Ubiranan: Sim, elas podem. Existem muitos povos indígenas que também possuem xamãs. Você também tem a habilidade. Mas o xamã é sempre uma pessoa que tem a capacidade de orar, uma pessoa que se concentra. Mas também há pessoas que usam essas habilidades de outras maneiras, como os charlatães. Eles podem enganar. Eles podem orar e receber dinheiro, pode ser um índio, um homem branco, um negro, um pastor, um padre ... Mas para ser um xamã, é preciso ter uma conexão espiritual com o nosso Deus para nos conectarmos com o Céu aqui na terra.

 

Então, o mais importante para o xamanismo é a conexão com o mundo espiritual e a capacidade de entrar nessa dimensão?

Ubiranan: Exatamente. Na dimensão em que você sabe que há algo que protege você e isso é sobrenatural. Eu admiro nosso Deus, ele não mente. Ele pode ser admirado igualmente por todos no mundo.

 

Existem muitos povos indígenas diferentes no Brasil. Seu povo tem contato com outras pessoas?
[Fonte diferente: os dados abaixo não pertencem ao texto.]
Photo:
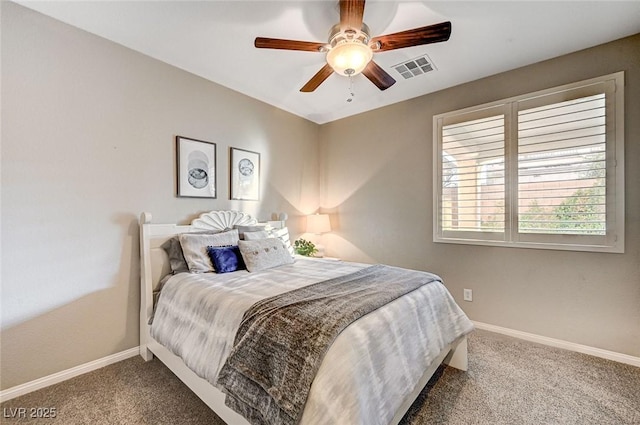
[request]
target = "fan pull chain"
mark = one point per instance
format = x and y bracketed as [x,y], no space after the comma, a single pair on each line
[351,93]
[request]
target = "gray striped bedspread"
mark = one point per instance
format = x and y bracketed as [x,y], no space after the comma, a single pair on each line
[367,372]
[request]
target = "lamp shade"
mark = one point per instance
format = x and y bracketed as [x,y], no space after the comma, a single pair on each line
[318,223]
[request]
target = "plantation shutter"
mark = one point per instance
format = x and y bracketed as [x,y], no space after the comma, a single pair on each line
[562,167]
[543,170]
[472,188]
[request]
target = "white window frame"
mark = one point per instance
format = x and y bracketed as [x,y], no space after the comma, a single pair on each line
[612,241]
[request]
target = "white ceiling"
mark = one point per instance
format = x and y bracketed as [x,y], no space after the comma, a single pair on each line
[214,39]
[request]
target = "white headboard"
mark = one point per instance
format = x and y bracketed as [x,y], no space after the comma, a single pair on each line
[154,262]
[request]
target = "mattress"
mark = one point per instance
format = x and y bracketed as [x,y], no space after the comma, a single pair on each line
[365,375]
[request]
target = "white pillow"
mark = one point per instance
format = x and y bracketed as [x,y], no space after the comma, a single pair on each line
[283,235]
[194,248]
[264,254]
[252,236]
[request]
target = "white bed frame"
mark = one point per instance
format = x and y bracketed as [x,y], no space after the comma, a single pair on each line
[155,264]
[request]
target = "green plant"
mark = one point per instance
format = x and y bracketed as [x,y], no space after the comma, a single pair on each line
[305,247]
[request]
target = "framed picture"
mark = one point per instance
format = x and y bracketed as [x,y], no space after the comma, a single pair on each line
[244,175]
[196,168]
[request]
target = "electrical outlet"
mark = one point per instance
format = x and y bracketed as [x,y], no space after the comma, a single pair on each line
[468,295]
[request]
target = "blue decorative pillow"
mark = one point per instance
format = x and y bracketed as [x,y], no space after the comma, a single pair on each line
[226,258]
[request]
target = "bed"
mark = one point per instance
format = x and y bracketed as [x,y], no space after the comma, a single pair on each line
[371,373]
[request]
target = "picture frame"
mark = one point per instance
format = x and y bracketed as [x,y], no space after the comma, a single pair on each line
[195,168]
[244,175]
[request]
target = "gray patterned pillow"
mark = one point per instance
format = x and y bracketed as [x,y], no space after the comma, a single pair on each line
[264,254]
[194,248]
[176,258]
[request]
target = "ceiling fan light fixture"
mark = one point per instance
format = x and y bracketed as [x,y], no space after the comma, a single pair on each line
[349,57]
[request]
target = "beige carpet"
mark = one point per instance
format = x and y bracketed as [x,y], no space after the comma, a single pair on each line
[509,382]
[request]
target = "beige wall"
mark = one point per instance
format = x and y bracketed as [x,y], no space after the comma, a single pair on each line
[376,177]
[88,131]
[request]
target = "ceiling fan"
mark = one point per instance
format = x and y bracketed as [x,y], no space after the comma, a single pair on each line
[350,48]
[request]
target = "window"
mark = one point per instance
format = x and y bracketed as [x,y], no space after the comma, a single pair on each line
[544,170]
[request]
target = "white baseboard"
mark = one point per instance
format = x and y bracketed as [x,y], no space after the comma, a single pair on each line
[558,343]
[40,383]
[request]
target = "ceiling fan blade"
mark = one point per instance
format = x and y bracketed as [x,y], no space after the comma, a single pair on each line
[317,79]
[378,76]
[278,43]
[415,37]
[351,12]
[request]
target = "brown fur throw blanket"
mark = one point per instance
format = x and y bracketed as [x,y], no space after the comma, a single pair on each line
[283,339]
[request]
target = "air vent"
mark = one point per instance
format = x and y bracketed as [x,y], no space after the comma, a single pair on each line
[415,67]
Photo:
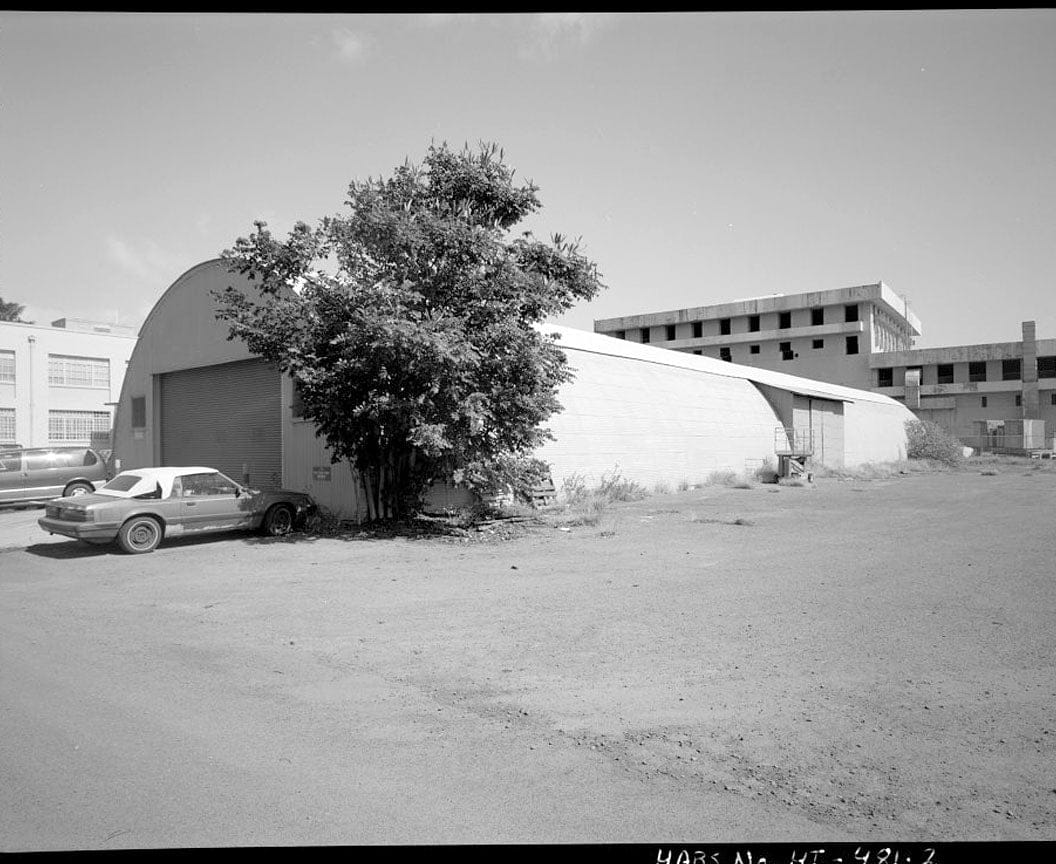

Ubiranan: Hoje existem mais de 240 povos indígenas no Brasil. A maioria desses povos estão na Amazônia. E em nossa tribo Pataxó, temos pouco mais de 20.000. [5] Eu tenho contato com alguns outros grupos étnicos. Eu os encontro em jogos indígenas regionais ou nacionais. E já existem jogos indígenas que acontecem em todo o mundo. Fazemos uma troca, conversamos e trocamos nossa cultura e artefatos uns com os outros. [6]

 

Mas no passado também houve guerras entre os povos indígenas?

Ubiranan: Houve muitas guerras no passado, porque ninguém sabia e entendia a língua um do outro. Ninguém falava a mesma língua e as tribos eram muito guerreiras e violentas. Hoje eles estão mais calmos, também porque nos reunimos. Antes, era mais difícil se reunir porque ninguém falava a língua do outro. Também podemos aprender hoje com a tecnologia. E também o Espírito de nosso Deus nos conecta porque temos uma missão muito grande na humanidade. Protegemos a floresta para toda a humanidade e os brancos, o povo da cidade não considera isso com respeito. Eles acham que os povos indígenas são pedras nos sapatos deles.

 

Mas nem todos os brancos pensam assim ...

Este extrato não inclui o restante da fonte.